Meeting Cost Calculator
Meeting Cost
375
Per Meeting
1,625
Per Month
19,500
Per Year
260 hrs
Person-Hours/yr
What is a Meeting Cost Calculator?
A meeting cost calculator translates the time spent in meetings into a real dollar figure by factoring in the number of attendees and their average hourly compensation. Meetings are often the single largest discretionary expense on a corporate calendar, yet their cost is rarely made visible.
By showing the per-meeting, monthly, and annual cost alongside total person-hours consumed, this tool helps teams make more intentional decisions about which meetings are worth holding — and which can be an email.
How to Use This Tool
- Attendees: Enter the total number of people who will attend the meeting.
- Average hourly rate: Enter the average fully-loaded cost per person per hour (salary + benefits).
- Duration: Set the meeting length in hours and minutes.
- Frequency: Select how often the meeting recurs to see monthly and annual cost projections.
- Review results: The calculator shows cost per meeting, per month, per year, and total person-hours consumed annually.
Frequently Asked Questions
Why calculate meeting costs?
Meetings are often the most expensive item on the corporate calendar.
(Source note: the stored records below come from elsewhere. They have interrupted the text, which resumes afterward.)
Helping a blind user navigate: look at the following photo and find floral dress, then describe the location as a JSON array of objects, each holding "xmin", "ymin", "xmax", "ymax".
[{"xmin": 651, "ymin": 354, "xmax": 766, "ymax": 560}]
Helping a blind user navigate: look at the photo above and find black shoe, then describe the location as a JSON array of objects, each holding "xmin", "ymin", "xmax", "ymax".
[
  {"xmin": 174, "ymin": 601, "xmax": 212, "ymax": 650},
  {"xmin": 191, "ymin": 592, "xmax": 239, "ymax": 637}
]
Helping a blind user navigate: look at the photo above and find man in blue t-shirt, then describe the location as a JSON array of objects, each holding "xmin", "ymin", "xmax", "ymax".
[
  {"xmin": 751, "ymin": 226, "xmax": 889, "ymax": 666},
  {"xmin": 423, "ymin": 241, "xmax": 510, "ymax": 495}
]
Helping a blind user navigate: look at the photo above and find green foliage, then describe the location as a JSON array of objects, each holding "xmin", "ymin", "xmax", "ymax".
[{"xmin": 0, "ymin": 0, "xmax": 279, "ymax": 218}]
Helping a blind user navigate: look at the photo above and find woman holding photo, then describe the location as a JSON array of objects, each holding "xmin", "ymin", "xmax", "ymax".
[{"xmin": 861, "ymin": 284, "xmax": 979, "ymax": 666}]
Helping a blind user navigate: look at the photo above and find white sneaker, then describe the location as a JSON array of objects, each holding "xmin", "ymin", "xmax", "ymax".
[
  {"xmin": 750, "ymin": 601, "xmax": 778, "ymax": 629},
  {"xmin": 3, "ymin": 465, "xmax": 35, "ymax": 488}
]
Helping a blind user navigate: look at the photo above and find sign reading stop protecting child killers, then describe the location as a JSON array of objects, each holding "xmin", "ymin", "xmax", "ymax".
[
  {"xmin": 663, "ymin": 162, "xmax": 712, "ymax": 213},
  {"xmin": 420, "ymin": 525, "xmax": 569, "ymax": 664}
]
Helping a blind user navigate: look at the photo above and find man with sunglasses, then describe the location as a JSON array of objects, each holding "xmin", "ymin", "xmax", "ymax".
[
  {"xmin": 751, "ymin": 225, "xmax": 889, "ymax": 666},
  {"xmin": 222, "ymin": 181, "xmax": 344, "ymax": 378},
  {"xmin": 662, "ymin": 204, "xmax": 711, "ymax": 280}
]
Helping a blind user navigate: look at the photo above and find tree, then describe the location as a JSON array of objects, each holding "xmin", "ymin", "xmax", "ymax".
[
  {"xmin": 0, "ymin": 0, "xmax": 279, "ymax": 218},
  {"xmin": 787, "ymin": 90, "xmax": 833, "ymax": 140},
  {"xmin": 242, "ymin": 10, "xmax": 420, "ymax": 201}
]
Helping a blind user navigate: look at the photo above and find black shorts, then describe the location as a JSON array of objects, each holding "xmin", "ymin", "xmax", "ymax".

A 1-hour meeting with 10 people at $75/hour costs $750 in salary time alone — before opportunity cost. Quantifying cost encourages shorter, more focused meetings.
What hourly rate should I use?
Use the fully-loaded cost (salary + benefits + overhead), typically 1.25–1.5× base salary. For a mixed group, use the average. If unsure, $75–$100/hour is a reasonable estimate for professional roles in Western markets.
How much do unnecessary meetings cost companies?
Research suggests unnecessary meetings cost US companies over $37 billion per year. The average employee spends 31 hours per month in unproductive meetings. Even eliminating one recurring meeting per week can save thousands annually.
How can I make meetings more cost-effective?
Keep invite lists small (only decision-makers), set a clear agenda, time-box discussions, use async communication for status updates, and consider whether the meeting could be an email.
Why This Matters
A 1-hour weekly meeting with 8 people at $75/hr costs over $31,000 per year. Reducing meeting time, attendees, or frequency has significant financial impact.